The region was poor. Unemployment in Hidalgo County was 24 percent. In neighboring Starr County, which is part of the community college district, it was 40 percent. Today, Hidalgo’s unemployment rate is about 6 percent; in Starr County, it is near 9 percent.

“I really do not think that would have happened without South Texas,” Reed said.

Mike Allen, chairman of the Board of Trustees and a former chief executive officer of the McAllen Economic Development Corp., agreed. He recalled that when the college was founded, companies relocating to the region and those already there were griping that could find enough workers.

“We tried to get Texas State Technical College to come in, but it didn’t work out,” he said. “We decided to set up our own college. We originally thought it wasn’t within our reach, but it was.”

“South Texas College really has been the linchpin of our economic success,” he said.

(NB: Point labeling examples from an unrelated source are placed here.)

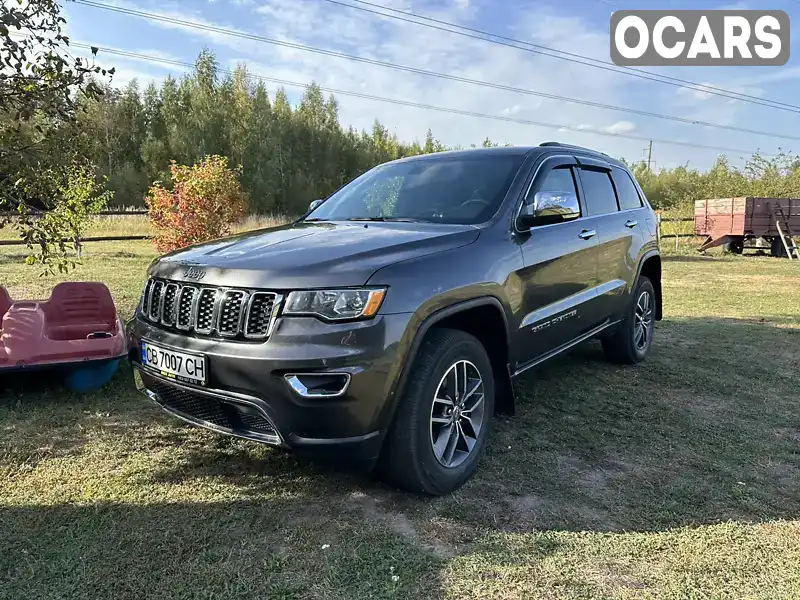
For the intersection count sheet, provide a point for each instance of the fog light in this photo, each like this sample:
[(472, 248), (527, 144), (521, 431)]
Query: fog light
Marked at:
[(318, 385)]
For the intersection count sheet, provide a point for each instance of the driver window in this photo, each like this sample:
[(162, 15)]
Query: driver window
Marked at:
[(557, 180)]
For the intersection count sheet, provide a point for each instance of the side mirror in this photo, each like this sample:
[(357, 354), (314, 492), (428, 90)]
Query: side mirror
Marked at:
[(548, 208)]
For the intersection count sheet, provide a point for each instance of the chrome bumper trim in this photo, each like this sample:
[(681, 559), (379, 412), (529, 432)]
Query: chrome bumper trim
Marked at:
[(272, 440)]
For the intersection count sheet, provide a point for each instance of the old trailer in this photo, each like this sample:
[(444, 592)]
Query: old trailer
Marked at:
[(730, 222)]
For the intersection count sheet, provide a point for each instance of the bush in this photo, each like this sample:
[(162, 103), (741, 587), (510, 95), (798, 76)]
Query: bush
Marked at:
[(76, 197), (205, 200)]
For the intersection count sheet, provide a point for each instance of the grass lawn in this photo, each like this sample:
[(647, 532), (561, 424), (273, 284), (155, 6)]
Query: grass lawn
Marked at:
[(676, 478)]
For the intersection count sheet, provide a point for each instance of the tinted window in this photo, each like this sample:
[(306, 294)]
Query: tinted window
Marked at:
[(440, 190), (557, 180), (600, 198), (626, 191)]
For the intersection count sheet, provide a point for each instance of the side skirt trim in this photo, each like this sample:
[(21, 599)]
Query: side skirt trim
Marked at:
[(589, 334)]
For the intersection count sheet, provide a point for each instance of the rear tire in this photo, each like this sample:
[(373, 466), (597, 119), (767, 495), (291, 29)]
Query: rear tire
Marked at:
[(776, 248), (735, 246), (420, 454), (630, 343)]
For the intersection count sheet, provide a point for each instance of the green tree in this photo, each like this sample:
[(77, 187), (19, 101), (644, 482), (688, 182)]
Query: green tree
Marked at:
[(40, 90)]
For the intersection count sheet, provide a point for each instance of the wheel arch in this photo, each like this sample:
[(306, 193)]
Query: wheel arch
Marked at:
[(471, 316), (650, 267)]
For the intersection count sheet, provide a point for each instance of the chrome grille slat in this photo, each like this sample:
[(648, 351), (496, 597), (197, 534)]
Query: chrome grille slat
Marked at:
[(204, 313), (211, 311), (154, 309), (185, 312), (170, 295), (230, 312), (259, 314)]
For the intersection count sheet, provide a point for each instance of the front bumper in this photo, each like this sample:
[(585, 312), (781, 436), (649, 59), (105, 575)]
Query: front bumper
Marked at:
[(248, 394)]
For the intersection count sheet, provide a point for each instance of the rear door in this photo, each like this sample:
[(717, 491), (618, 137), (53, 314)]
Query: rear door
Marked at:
[(606, 190), (560, 270)]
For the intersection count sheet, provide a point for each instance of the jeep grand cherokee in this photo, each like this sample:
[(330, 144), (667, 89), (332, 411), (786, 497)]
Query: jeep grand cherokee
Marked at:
[(385, 325)]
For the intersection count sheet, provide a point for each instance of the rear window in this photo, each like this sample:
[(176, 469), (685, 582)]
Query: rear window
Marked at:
[(626, 191), (445, 190)]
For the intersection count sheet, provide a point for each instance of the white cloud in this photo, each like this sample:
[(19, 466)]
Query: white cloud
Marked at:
[(620, 127), (323, 25)]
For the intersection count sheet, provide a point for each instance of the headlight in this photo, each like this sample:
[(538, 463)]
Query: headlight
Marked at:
[(335, 305)]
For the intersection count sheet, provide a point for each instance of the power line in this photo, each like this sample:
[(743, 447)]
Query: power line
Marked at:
[(254, 37), (399, 102), (509, 42)]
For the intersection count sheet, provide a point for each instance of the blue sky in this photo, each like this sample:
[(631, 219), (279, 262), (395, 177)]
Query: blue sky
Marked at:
[(578, 26)]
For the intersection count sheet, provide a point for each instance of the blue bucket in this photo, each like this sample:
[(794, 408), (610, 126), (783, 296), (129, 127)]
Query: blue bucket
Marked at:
[(92, 378)]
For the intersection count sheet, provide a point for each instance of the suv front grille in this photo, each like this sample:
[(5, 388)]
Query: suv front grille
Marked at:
[(210, 311)]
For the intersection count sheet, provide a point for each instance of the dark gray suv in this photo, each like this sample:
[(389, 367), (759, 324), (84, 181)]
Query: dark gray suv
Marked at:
[(385, 326)]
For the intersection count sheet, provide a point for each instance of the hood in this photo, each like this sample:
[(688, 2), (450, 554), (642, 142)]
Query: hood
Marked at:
[(309, 255)]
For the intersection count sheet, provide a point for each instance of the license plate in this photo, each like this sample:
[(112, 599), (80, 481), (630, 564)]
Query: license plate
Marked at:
[(181, 366)]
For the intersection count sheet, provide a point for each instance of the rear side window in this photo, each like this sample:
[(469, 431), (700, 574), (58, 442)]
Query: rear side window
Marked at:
[(626, 191), (598, 191)]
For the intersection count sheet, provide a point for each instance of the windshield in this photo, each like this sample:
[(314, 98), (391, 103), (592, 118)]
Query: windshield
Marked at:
[(450, 190)]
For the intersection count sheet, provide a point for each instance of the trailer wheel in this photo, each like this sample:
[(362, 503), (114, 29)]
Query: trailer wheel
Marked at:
[(735, 246), (776, 248)]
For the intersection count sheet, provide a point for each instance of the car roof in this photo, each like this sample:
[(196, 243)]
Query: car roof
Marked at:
[(546, 147)]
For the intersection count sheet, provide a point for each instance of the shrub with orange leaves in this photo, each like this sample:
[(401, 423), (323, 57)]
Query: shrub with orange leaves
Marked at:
[(205, 200)]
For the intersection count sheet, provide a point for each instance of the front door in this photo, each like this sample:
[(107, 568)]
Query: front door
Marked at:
[(559, 275)]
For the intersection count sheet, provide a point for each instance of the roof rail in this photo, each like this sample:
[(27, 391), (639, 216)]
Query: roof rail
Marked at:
[(562, 145)]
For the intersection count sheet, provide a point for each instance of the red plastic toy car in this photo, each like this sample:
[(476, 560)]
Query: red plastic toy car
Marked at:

In many ways, the college owes its growth to its location.  The area’s proximity to Mexico has fueled ambitions for it to become an international center for manufacturing and distribution. The McAllen area is growing rapidly. Its population has increased by more than 85 percent since 1990 and is expected to double by the year 2030. It has a wealth of residents aged 18 to 24.

Policy makers remain mindful that problems persist beneath the statistical surface, which show the scope of the challenge facing them.

For example, according to the U.S. Census Bureau, 84 percent of all households in the region speak a language other than English at home.

In Hidalgo County, of which McAllen is the county seat, only about half of all residents have a high school diploma, and only about 13 percent have a bachelor’s degree. In nearby Starr County, just over one-third of residents have a high school diploma and fewer than 7 percent have a four-year degree.

Also, while unemployment has declined, wages for workers lag  behind the rest of the state. Per capita personal income in 2006 was $17,409 in Hidalgo County and $12,971 in Starr County, compared to $35,166 for Texas as a whole.

Those kinds of numbers are part of the impetus for NAAMREI, Garza said.

“We know our real challenge is the high number of people with no high school diploma,” she said. “What we want to change is the per capita income. Without that, you don’t have real prosperity.”

Reed has a broader vision for the college’s future.

“What we need to create is a college-going culture,” she said. “Many of our students are the first in their families to go to college. We know it will be a long process, but we think that every time we graduate a student, we change a family. It might take a generation, but that is our goal.”